La formule de calcul des gains imposables pour un rachat partiel est la suivante :
Gains imposables = Montant du rachat × (Total des gains du contrat / Valeur totale du contrat à la date du rachat)
Prenons un exemple. Vous avez effectué des versements de 40 000 euros sur votre contrat d'assurance vie. À la date du rachat, ce capital a fructifié pour atteindre 52 000 euros, soit 12 000 euros de gains accumulés. Vous effectuez un rachat partiel de 6 500 euros. La part de gains incluse dans ce retrait sera de 6 500 × (12 000 / 52 000) = 1 500 euros. Seul ce montant est soumis à l'imposition, et non la totalité du retrait.
L'assureur effectue ce calcul pour chaque opération de rachat. Il vous adresse ensuite l'IFU (imprimé fiscal unique) récapitulatif en début d'année suivante, document indispensable pour remplir correctement votre déclaration de revenus annuelle. En pratique, les montants sont préremplis dans votre espace fiscal en ligne sur la base des informations transmises par l'assureur à l'administration. Vérifiez tout de même leur exactitude, notamment si vous avez effectué plusieurs rachats sur différents contrats d'assurance vie au cours de la même année.
3. Depuis 2017, la flat tax réorganise la fiscalité des contrats
La loi de finances pour 2018, applicable aux versements réalisés à compter du 27 septembre 2017, a instauré le prélèvement forfaitaire unique (PFU), aussi appelé flat tax. Ce régime fiscal modifie en profondeur le rapport entre assurance vie et imposition, en proposant un taux global de 30 % sur les gains : 12,8 % au titre de l'impôt sur le revenu et 17,2 % au titre des prélèvements sociaux.

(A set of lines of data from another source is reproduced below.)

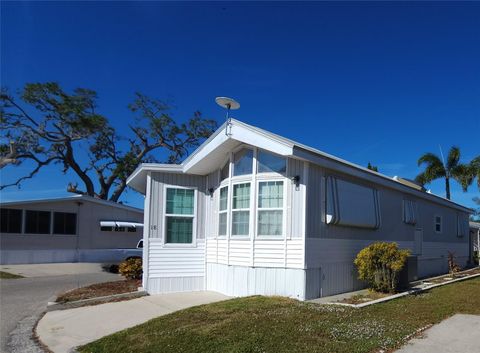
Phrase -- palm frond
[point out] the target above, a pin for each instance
(463, 174)
(453, 157)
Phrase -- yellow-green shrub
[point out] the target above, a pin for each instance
(131, 268)
(379, 264)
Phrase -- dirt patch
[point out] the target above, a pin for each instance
(364, 298)
(99, 290)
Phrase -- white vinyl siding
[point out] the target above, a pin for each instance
(270, 208)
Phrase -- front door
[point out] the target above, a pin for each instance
(418, 241)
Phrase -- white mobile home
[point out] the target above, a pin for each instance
(71, 229)
(250, 212)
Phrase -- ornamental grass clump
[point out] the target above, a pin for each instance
(380, 264)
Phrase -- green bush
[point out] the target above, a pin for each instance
(379, 264)
(131, 268)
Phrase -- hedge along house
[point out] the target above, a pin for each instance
(250, 212)
(70, 229)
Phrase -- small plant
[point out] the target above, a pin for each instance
(453, 266)
(112, 268)
(380, 264)
(131, 268)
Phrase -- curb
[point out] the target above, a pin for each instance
(403, 294)
(52, 306)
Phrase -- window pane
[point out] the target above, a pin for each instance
(11, 220)
(240, 220)
(223, 198)
(241, 196)
(243, 162)
(180, 201)
(179, 230)
(268, 163)
(270, 194)
(37, 222)
(64, 223)
(222, 224)
(270, 222)
(224, 171)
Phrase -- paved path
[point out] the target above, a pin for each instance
(458, 334)
(23, 300)
(65, 329)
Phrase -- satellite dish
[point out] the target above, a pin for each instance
(227, 103)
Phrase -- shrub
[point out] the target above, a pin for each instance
(379, 264)
(112, 268)
(131, 268)
(453, 266)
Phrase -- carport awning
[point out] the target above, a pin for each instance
(120, 224)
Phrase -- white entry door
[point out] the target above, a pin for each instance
(418, 241)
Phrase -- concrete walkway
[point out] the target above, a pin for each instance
(65, 329)
(458, 334)
(53, 269)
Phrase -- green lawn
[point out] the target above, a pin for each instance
(7, 275)
(274, 324)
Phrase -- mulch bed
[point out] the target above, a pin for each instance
(99, 290)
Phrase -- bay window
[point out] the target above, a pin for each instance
(179, 215)
(270, 208)
(252, 194)
(241, 209)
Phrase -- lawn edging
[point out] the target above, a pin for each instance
(403, 294)
(52, 306)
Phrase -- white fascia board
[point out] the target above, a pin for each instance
(77, 198)
(348, 168)
(242, 133)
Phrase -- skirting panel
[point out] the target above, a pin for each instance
(239, 281)
(161, 285)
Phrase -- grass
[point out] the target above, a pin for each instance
(8, 275)
(99, 290)
(363, 298)
(276, 324)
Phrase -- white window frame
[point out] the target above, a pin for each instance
(283, 209)
(254, 179)
(226, 211)
(249, 209)
(194, 217)
(435, 224)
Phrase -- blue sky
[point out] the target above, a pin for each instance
(378, 82)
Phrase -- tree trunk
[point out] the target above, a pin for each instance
(447, 187)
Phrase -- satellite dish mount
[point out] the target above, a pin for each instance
(229, 104)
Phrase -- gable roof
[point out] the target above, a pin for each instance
(84, 198)
(208, 157)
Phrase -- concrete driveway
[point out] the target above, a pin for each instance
(458, 334)
(65, 329)
(23, 300)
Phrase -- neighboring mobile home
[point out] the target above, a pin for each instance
(71, 229)
(250, 212)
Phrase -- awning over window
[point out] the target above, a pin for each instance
(120, 224)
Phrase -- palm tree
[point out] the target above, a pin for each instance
(475, 166)
(452, 169)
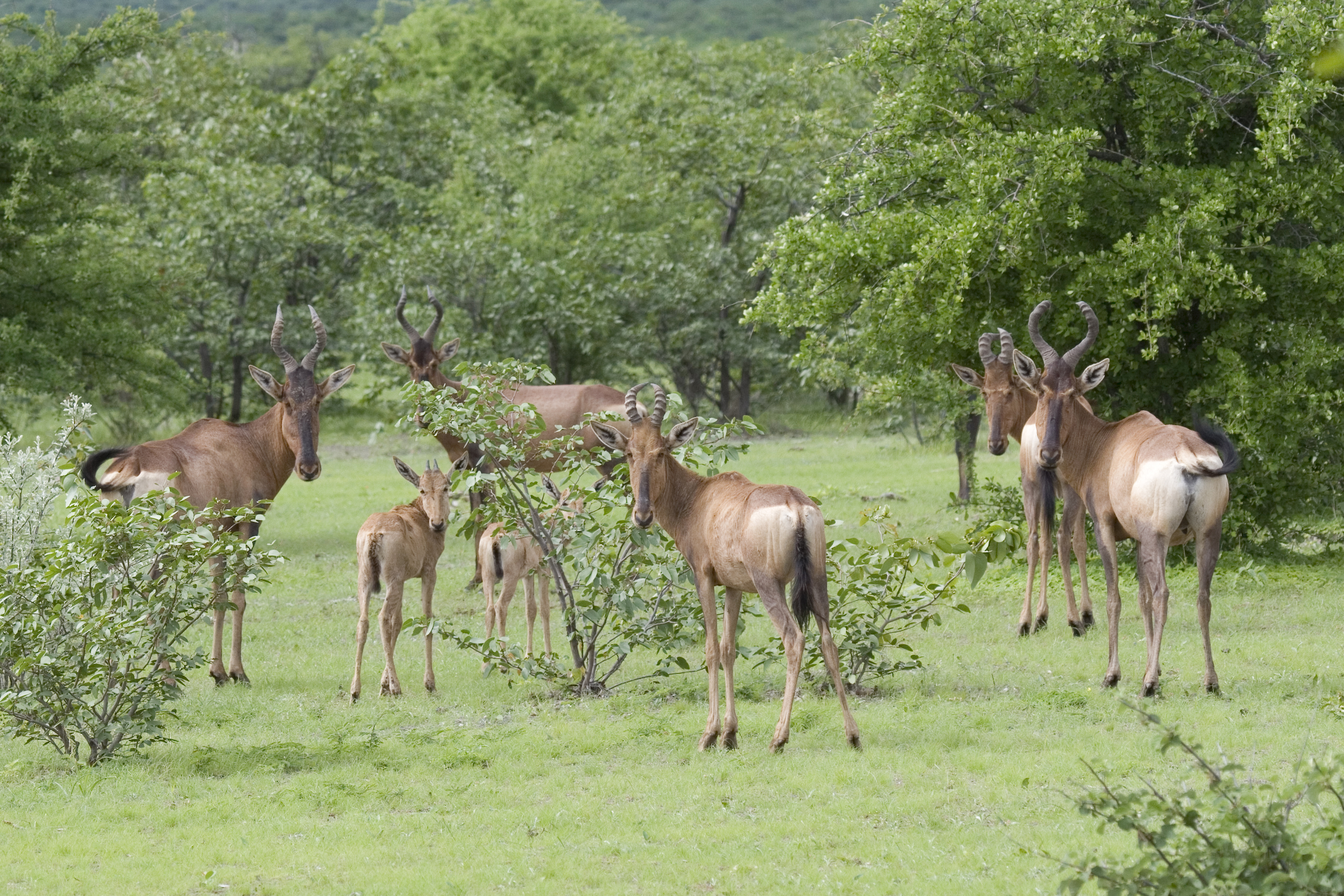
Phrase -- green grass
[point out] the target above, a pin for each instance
(287, 789)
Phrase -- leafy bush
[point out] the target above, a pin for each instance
(92, 629)
(1230, 836)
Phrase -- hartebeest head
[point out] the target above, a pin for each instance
(434, 488)
(300, 396)
(647, 452)
(999, 387)
(1058, 387)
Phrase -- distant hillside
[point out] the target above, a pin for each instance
(268, 22)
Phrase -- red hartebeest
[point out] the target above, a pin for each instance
(738, 535)
(1010, 405)
(1141, 479)
(404, 543)
(507, 557)
(244, 464)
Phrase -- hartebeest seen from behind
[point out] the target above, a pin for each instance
(242, 464)
(738, 535)
(1010, 405)
(1141, 479)
(507, 557)
(404, 543)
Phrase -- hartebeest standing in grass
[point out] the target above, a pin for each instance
(404, 543)
(244, 464)
(506, 557)
(1010, 405)
(1141, 479)
(738, 535)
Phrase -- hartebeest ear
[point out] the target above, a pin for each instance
(968, 375)
(609, 437)
(1025, 369)
(268, 383)
(682, 433)
(408, 473)
(335, 381)
(1093, 377)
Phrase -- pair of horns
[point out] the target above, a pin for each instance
(1048, 354)
(411, 331)
(310, 362)
(660, 404)
(987, 354)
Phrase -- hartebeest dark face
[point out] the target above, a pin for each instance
(1058, 389)
(300, 396)
(999, 387)
(434, 488)
(647, 452)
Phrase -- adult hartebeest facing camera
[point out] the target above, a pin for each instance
(244, 464)
(738, 535)
(507, 557)
(404, 543)
(1010, 405)
(1141, 480)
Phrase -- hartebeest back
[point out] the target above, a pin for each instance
(1010, 405)
(404, 543)
(506, 557)
(244, 464)
(738, 535)
(1141, 479)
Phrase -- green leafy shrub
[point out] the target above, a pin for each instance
(92, 629)
(1229, 836)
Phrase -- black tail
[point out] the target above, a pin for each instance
(804, 589)
(1219, 442)
(89, 472)
(1049, 492)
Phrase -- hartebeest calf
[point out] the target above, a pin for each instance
(1010, 405)
(1141, 479)
(507, 557)
(738, 535)
(242, 464)
(404, 543)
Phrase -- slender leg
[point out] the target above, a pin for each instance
(390, 624)
(710, 609)
(728, 656)
(1210, 543)
(428, 580)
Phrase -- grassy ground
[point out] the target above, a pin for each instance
(287, 789)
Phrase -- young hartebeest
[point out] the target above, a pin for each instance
(404, 543)
(244, 464)
(738, 535)
(507, 557)
(1143, 480)
(1010, 405)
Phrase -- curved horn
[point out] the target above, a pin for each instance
(1077, 353)
(439, 318)
(276, 346)
(660, 406)
(1048, 354)
(401, 318)
(632, 404)
(311, 359)
(987, 353)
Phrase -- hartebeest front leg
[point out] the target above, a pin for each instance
(728, 655)
(390, 625)
(710, 610)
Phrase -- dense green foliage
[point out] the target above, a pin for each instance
(1176, 167)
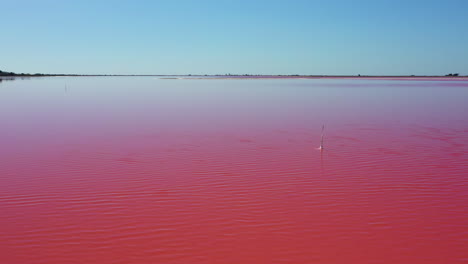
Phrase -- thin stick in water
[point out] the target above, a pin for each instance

Ce taux global s'applique par défaut à l'ensemble des gains issus des rachats de contrats d'assurance vie. En revanche, le souscripteur conserve la faculté d'opter pour l'intégration de ses gains au barème progressif de l'impôt sur le revenu. Cette option, qui porte sur l'ensemble des revenus de capitaux mobiliers de l'année, peut s'avérer avantageuse pour les foyers dont le taux marginal d'imposition est inférieur à 12,8 %. Le rapport entre le taux PFU et le taux marginal personnel mérite donc d'être calculé avant tout rachat important.
Les taux d'imposition selon la date d'ouverture du contrat
En matière d'assurance vie, la date à laquelle le contrat a été souscrit (et plus précisément la durée écoulée depuis cette date) conditionne directement le taux forfaitaire appliqué aux gains lors d'un rachat.
Pour les contrats d'assurance vie de moins de 8 ans, la fraction imposable des gains supporte un prélèvement forfaitaire de 12,8 % au titre de l'impôt sur le revenu, auquel s'ajoutent les prélèvements sociaux de 17,2 %. L'imposition totale atteint ainsi 30 % dans le cadre du PFU.
Pour les contrats d'assurance vie ayant dépassé 8 ans, le taux forfaitaire est réduit à 7,5 % sur la fraction des gains correspondant aux versements n'excédant pas 150 000 euros, tous contrats confondus au niveau du souscripteur. Au-delà de ce seuil, le taux de 12,8 % s'applique. Ce seuil de 150 000 euros est calculé au niveau du groupe de versements de l'ensemble des contrats d'assurance vie détenus par le souscripteur, sans distinction entre les différents contrats.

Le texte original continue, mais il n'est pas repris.